July 8, 2008

Don't forget the ColdFusion site-wide error handler

Most developers know and use exception handling techniques when building web apps. One of the important reasons to do this is so that the end user isn’t presented with an ugly server error message, but instead a nice “skinned” template advising them that something’s gone wrong and an administrator has been notified etc. (Of course another reason for this is not to give away sensitive server configuration information to prying eyes!)

try/catch blocks are great for fine grained control to catch and handle exceptions as they occur at runtime.

onError() inside Application.cfc is the next place ColdFusion will look to handle thrown exceptions and is often used as a catch-all.

This all works great…most of the time.

Most of us don’t have every conceivable piece of code wrapped around a try/catch block, so what happens when the actual server throws an exception like a template timeout (cfoutput and cfloop can often timeout depending on server settings and what you’re doing) etc and we’re not catching the exception in our code?
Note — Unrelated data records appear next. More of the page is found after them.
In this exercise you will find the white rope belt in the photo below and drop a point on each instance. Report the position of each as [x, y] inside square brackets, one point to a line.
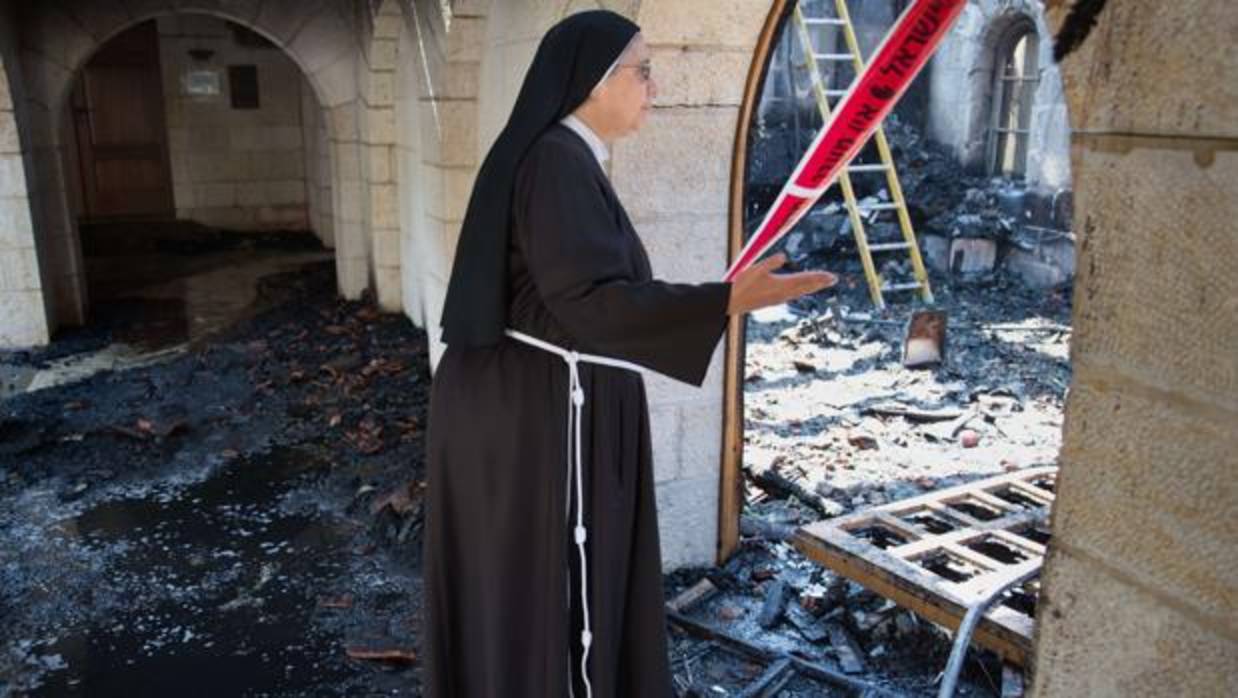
[576, 406]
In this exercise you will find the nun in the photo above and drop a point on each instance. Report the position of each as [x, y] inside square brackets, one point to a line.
[542, 571]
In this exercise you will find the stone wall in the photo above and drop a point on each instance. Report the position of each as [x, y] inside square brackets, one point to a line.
[239, 168]
[1139, 593]
[317, 159]
[25, 318]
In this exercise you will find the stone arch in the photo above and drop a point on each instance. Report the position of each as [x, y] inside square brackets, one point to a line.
[58, 38]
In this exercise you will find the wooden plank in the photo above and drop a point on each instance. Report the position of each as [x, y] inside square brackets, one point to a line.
[896, 573]
[1009, 642]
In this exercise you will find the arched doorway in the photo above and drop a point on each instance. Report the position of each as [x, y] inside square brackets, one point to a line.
[60, 41]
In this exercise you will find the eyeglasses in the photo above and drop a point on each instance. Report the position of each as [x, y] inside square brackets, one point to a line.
[644, 69]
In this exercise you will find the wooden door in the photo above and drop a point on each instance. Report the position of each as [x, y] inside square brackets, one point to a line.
[118, 107]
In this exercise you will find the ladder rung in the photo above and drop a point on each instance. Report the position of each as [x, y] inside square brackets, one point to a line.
[867, 167]
[889, 287]
[887, 246]
[878, 207]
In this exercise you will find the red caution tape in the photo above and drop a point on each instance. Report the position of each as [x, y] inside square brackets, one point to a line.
[870, 98]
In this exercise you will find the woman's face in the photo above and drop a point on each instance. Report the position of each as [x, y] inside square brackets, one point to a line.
[625, 98]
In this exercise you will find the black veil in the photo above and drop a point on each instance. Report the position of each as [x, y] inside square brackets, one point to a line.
[571, 60]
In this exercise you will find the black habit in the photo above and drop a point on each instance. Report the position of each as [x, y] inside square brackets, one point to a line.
[547, 250]
[498, 546]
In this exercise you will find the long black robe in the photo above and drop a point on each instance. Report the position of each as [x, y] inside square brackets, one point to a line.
[502, 582]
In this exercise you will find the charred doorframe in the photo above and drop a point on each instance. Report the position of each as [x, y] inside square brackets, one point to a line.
[731, 499]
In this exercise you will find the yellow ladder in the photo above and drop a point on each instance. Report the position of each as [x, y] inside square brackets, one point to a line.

In this case users see a nice phat ColdFusion error message. Not happy Jan.

Naughty error

Enter the “site-wide error handler” which you can set in the “Settings” area of ColdFusion administrator.

This is the 3rd and final way to “catch” errors and display a custom template to the end user. Note that this template will look the same across all sites running on that JRun instance.

The cool this is that you get the “error” struct of detailed exception information (think cferror) so you can log the error as you see fit.

Bottom line is, you should always have a template in the site-wide error handler so the end user (whether malicious or not) never sees the default ColdFusion error message in the event that you aren’t handling everything in your code.

Of course you may not (read almost definitely will not) be able to define your own template if you’re running in a shared hosting environment. In which case you would assume (and hope) that the hosting provider had a generic template for such situations.